The dollar, once the world’s great currency, is under close scrutiny by overseas creditors. They are considering a shift away from dollars, which would result in either a profound dollar weakness, dramatically higher interest rates, or both. It is almost unimaginable that the once great creditor nation of the United States is now at the mercy of, what were until recently considered, underdeveloped countries. Please read Julian Phillips’ latest article on China, the yuan and the dollar. He is a very perceptive observer.
My point is this: Is it logical that we will somehow muddle through our mess, and by faith believe that these problems can, through the issuance of money out of thin air, be solved or just disappear? I don’t think so. A more reasonable conclusion is that America is on a elongated down slope. As a consequence, the price of gold will continue to increase, and most likely accelerate.
II. Personal Financial Risk Is Increasing
What is your personal financial situation, and what are your expectations? How might these things be affected by your age, health and family considerations?

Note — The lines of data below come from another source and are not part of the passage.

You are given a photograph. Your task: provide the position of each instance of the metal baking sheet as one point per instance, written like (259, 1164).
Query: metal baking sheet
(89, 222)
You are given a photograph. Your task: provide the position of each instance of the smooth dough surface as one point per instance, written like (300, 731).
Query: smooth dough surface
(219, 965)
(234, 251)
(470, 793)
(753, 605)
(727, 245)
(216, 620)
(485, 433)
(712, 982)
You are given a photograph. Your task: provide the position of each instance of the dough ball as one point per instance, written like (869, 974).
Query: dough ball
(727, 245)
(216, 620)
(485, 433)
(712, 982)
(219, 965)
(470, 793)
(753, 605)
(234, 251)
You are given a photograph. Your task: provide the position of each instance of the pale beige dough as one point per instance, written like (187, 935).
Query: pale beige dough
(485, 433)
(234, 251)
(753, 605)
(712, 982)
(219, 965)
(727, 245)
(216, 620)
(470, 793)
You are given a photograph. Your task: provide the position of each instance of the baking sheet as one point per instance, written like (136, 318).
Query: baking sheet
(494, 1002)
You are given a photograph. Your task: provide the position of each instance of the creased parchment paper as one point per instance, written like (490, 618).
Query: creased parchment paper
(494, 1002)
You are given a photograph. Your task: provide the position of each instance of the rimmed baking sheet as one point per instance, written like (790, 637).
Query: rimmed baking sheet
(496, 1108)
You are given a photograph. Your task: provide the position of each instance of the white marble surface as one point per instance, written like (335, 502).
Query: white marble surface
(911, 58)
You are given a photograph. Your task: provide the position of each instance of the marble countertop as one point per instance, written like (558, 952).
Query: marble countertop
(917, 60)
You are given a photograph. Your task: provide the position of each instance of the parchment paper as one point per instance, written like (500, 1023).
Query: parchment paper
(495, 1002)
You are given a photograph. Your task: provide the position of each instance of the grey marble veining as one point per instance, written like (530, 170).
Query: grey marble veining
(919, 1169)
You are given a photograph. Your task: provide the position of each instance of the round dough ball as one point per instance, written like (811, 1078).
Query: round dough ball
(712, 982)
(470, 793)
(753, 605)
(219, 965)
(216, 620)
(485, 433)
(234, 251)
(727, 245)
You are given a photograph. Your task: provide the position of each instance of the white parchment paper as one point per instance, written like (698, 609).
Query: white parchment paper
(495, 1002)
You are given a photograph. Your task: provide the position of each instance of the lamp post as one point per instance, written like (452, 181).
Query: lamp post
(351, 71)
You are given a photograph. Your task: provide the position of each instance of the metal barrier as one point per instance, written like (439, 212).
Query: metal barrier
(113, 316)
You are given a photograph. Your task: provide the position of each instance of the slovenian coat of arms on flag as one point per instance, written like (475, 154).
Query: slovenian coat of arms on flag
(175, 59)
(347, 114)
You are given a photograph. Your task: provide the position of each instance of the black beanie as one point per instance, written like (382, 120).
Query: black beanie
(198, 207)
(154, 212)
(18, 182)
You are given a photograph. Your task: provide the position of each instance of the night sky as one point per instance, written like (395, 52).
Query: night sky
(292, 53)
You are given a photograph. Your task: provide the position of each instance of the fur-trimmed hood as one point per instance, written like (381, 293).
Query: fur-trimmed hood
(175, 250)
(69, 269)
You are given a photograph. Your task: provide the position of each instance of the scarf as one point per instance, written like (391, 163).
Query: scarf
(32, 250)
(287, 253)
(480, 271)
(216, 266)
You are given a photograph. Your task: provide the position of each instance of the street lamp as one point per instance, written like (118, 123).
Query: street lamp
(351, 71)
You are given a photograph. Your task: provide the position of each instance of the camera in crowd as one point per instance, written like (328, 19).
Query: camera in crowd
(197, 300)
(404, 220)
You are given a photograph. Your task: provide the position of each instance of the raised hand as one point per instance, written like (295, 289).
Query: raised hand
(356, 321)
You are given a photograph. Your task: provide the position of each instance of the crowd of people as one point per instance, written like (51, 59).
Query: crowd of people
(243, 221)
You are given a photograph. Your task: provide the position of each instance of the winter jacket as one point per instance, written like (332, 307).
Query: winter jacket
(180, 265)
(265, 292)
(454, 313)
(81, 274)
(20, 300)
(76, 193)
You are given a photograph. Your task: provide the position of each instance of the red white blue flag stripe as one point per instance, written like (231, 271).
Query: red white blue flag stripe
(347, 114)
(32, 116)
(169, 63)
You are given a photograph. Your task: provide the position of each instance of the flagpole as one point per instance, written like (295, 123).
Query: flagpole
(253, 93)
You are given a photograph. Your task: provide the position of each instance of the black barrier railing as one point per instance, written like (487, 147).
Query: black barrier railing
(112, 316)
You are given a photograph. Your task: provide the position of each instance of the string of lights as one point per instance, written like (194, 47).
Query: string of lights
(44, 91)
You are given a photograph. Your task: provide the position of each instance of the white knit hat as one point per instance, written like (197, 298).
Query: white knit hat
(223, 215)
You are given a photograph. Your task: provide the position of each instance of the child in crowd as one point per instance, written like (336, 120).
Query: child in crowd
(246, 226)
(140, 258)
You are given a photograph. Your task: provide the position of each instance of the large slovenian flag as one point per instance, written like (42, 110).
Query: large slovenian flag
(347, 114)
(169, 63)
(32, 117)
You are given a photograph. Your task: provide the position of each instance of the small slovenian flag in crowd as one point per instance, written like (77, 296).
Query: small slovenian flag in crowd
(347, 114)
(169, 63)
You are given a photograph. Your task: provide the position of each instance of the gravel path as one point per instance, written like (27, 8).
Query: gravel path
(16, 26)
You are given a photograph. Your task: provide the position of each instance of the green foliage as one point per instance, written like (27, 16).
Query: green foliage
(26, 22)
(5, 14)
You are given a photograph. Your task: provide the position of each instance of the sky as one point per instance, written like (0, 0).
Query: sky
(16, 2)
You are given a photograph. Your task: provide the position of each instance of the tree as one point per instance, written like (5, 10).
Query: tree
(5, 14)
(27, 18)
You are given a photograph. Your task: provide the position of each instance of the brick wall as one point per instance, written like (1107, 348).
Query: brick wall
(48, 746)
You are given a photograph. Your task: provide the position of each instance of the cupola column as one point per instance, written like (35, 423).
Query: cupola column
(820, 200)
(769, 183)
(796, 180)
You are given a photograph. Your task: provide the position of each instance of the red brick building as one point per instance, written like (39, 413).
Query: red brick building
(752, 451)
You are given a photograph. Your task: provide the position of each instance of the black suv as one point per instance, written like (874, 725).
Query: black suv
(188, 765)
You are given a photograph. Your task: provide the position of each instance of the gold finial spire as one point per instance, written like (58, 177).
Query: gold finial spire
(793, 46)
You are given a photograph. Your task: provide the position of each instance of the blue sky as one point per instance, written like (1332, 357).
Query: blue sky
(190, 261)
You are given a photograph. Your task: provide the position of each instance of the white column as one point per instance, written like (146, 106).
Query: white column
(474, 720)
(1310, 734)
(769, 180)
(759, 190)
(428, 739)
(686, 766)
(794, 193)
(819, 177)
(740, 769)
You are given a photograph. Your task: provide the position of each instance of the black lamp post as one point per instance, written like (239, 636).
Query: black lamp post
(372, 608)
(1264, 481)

* Is your trading or investment money in an IRA or in a taxable trading account? That’s a very important point to consider.
* Do you wish to take risk because you are young, or do you wish to play it safe? Perhaps you are retired and are on a limited budget?
* Is your employment secure?
* Do you have debts that you must pay off?
* Are you putting children through school?
These issues affect how you can approach gold. We’ll get into many of these at a later date.
III. Gold Alternatives Have Soured
I assume that you have some savings invested in different vehicles. Let’s look very briefly at some of them.
Most investors still believe that stocks, bonds and even real estate are the safest and best places to be for the long-term. Because this reflects the popular wisdom and is reinforced constantly by the financial media, we tend to continue to stay where we feel most comfortable.
But in retrospect, the past ten years have been unkind to stocks and real estate. The terrific returns that were quoted back in 2000 have collapsed and we sense that things will get worse before they get better. Indeed, just because stocks and real estate have been severely hit, can we assume, as most analysts do, that the worst must be over? Or are we in a period like 1930-31, when it appeared that the stock market was righting itself, only to fall to a full decline of 90%?
And bonds? They have fared much better in this decade, but given the very extraordinary infusion of monetary easing and the immense financing that will be required in Bailout Nation, isn’t it likely that rates are about to rise? In the 1970s, in a similar monetary environment, the bond market was a disaster, with short term rates soaring to over 20%. To reiterate: The key to success is to understand the big picture, to position oneself accordingly and to try to be prepared for the unexpected. The recent historic monetary events show that sudden shocks strike without any warning.
IV. Brace for the Worst
Finally, I must include a huge “What if?” By this I mean the financial equivalent of 9/11. This is hardly a stretch when we consider how quickly Bear Stearns vanished in the mire of financial derivatives. Recall that the firm was alive and kicking at $62 on March 10, 2008; four days later it was gone. I believe that the next shock may come with even less warning, and this time with no safety net. This is where the insurance and potential upward explosion of gold really is critical.
The more we delve into the world economic and political landscape, the more attractive gold becomes and the more we might wish to expand and deepen our involvement. A corollary is that you may wish to reapportion some of the alternatives. I believe in spite of sharp stock rallies and declines, bouts of market optimism and pessimism, one thing is certain: We are in uncharted water. Fiscal problems that used to be reckoned in billions now tally into the trillions. As a result, no one can predict what the outcome will be.